While there are some who argue that an operating system should do more than these six tasks, and some operating-system vendors do build many more utility programs and auxiliary functions into their operating systems, these six tasks define the core of nearly all operating systems. Let's look at the tools the operating system uses to perform each of these functions.

 

[simple]

ok well !! i know most of this part you said!! i know the data structures and BIOS etc .. but wht i dont know is what you said below

It establishes the data structures that will hold the myriad signals, flags and semaphores that are used to communicate within and between the subsystems and applications of the computer.

i would be glad if you took the time to explain a bit more. thanks and c ya!!!

 

[office politics]

that are used to communicate within and between the subsystems and applications of the computer.

it handles to transfer of information from the physical layer of the mobo ops to the application layer of the os.

aka it takes the 1s & 0s from the mobo and translates it to a software language

 

[TheHeadFL]

it handles to transfer of information from the physical layer of the mobo ops to the application layer of the os.

aka it takes the 1s & 0s from the mobo and translates it to a software language

I wouldn't say that this is an accurate description of what was being described in the article.

Signals, semaphores, and flags are used for inter-process communication within an operating system.

They are basically all similar forms of the same thing, so I'll just describe what a semaphore is in general.

If you have two threads (or processes) that need to access the same shared resource, there must be a way to arbitrate which thread may access the resource at which time.

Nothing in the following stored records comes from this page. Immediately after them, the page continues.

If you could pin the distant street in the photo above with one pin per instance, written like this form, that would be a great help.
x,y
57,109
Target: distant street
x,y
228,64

The simplest form of semaphore is the binary semaphore which is always either in a locked or unlocked state.

Consider two threads, Thread A and Thread B, which both want to access some common memory locations X and Y.

Thread A wants to execute:
Y = X + 2
X++

Thread B wants to execute:
X++
Y = X + 2

Now, without semaphores, the order in which these statements are executed is critical to the result.

Assume X initially equals 1.

If Thread A executes entirely before Thread B, then when thread A completes, the value of X will be 2, and Y will be 3. When Thread B completes subsequently, the value of X will be 3 and the value of Y will be 5.

Now, if Thread A is interleaved with Thread B such that the statements are executed A1, B1, A2, B2, the values at the end will be X = 3, Y = 5.

Now interleave them the other way. B1, A1, B2, A2. The values will be X = 3, Y = 4.

Clearly, the results of this execution are unpredictable, and thus unacceptable. If calculations depend on the result of these two small code sections, bugs could be introduced based on subtle timing variations.

Semaphores introduce the concept of the 'atomic operation'. Normally an operation like X++ is actually executed as Temp = X, Add Temp, X, X = Temp. Therefore, this operation could actually be interleaved in any number of unpredictable ways. In order to make these operations 'threadsafe' binary semaphores allow the programmer to ensure that this cannot happen.

Now, you would have the concept of something called a critical section, which is the section of a thread that accesses shared memory.

Therefore you have:

// Some non-shared code
Request Semaphore
If successful
   // Critical section
   // Release semaphore
Else
   // Wait until semaphore is released
   // Request semaphore
// Some non-shared code

Does any of this make sense?

 

[office politics]

sounds like order of operations for a multitasking system.